Restauro e nuovo cedimento: che succede
Per la Venere è previsto un intervento particolarmente delicato. La statua sarà completamente smontata e trasferita in laboratorio, dove restauratori specializzati potranno operare in condizioni di sicurezza, affrontando il recupero delle superfici in ghisa, degli elementi decorativi e delle parti strutturali compromesse dal tempo. Solo successivamente il monumento tornerà nella sua collocazione originaria. Tra gli obiettivi del progetto figura anche il ripristino della funzione originaria della fontana, con il ritorno dell’acqua dopo anni di silenzio. Un elemento che contribuirebbe a restituire alla piazza non soltanto un monumento restaurato, ma anche un luogo finalmente vivo, capace di recuperare quell’identità perduta che per decenni aveva accompagnato la quotidianità dei trapanesi. Il nuovo cedimento, tuttavia, cambia inevitabilmente lo scenario. Il restauro dovrà adesso confrontarsi anche con la ricostruzione della vasca andata distrutta, aggiungendo un ulteriore tassello a un intervento già complesso. Ogni frammento recuperato potrà rivelarsi prezioso per ricomporre fedelmente una struttura che rappresenta un unicum nel patrimonio monumentale siciliano.
La storia della Fontana
La storia della Fontana della Venere affonda le proprie radici nell’Ottocento. L’attuale sistemazione risale al 1876, quando, dopo la demolizione delle mura cittadine, venne realizzata l’esedra dell’allora Mercato del Pesce. In precedenza la statua si trovava nell’area dove oggi sorge la Casina delle Palme. Fusa nella celebre officina francese Val d’Osne, la Venere costituisce uno dei più significativi esempi di arte monumentale in ghisa presenti in Italia e l’unico esemplare di questo tipo conservato in Sicilia.
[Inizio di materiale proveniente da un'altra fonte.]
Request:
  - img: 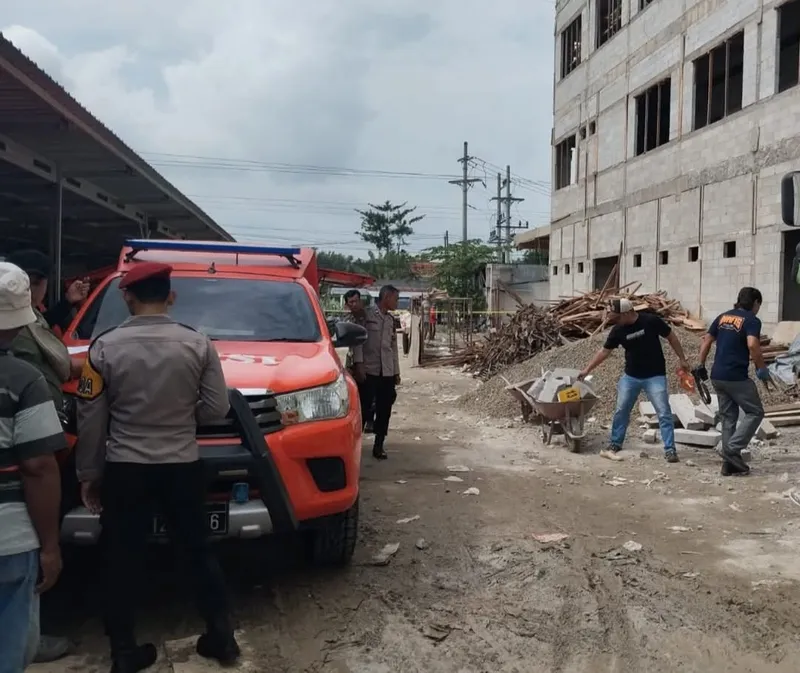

Per quasi un secolo e mezzo ha osservato il porto, le stagioni della città, le trasformazioni del centro storico e il passaggio di intere generazioni. Nel tempo è diventata molto più di una semplice fontana: un punto di riferimento, un simbolo identitario, una presenza familiare nel paesaggio urbano di Trapani. Le sue condizioni, però, da anni destavano crescente preoccupazione. Il deterioramento della ghisa, l’usura degli elementi decorativi e la progressiva perdita di funzionalità avevano alimentato numerosi appelli affinché si intervenisse prima che il degrado diventasse irreversibile. Il crollo di sabato notte dimostra che quel limite era ormai vicino. Paradossalmente, proprio mentre il percorso di recupero è finalmente pronto a partire, la Venere ha lanciato il suo segnale più evidente.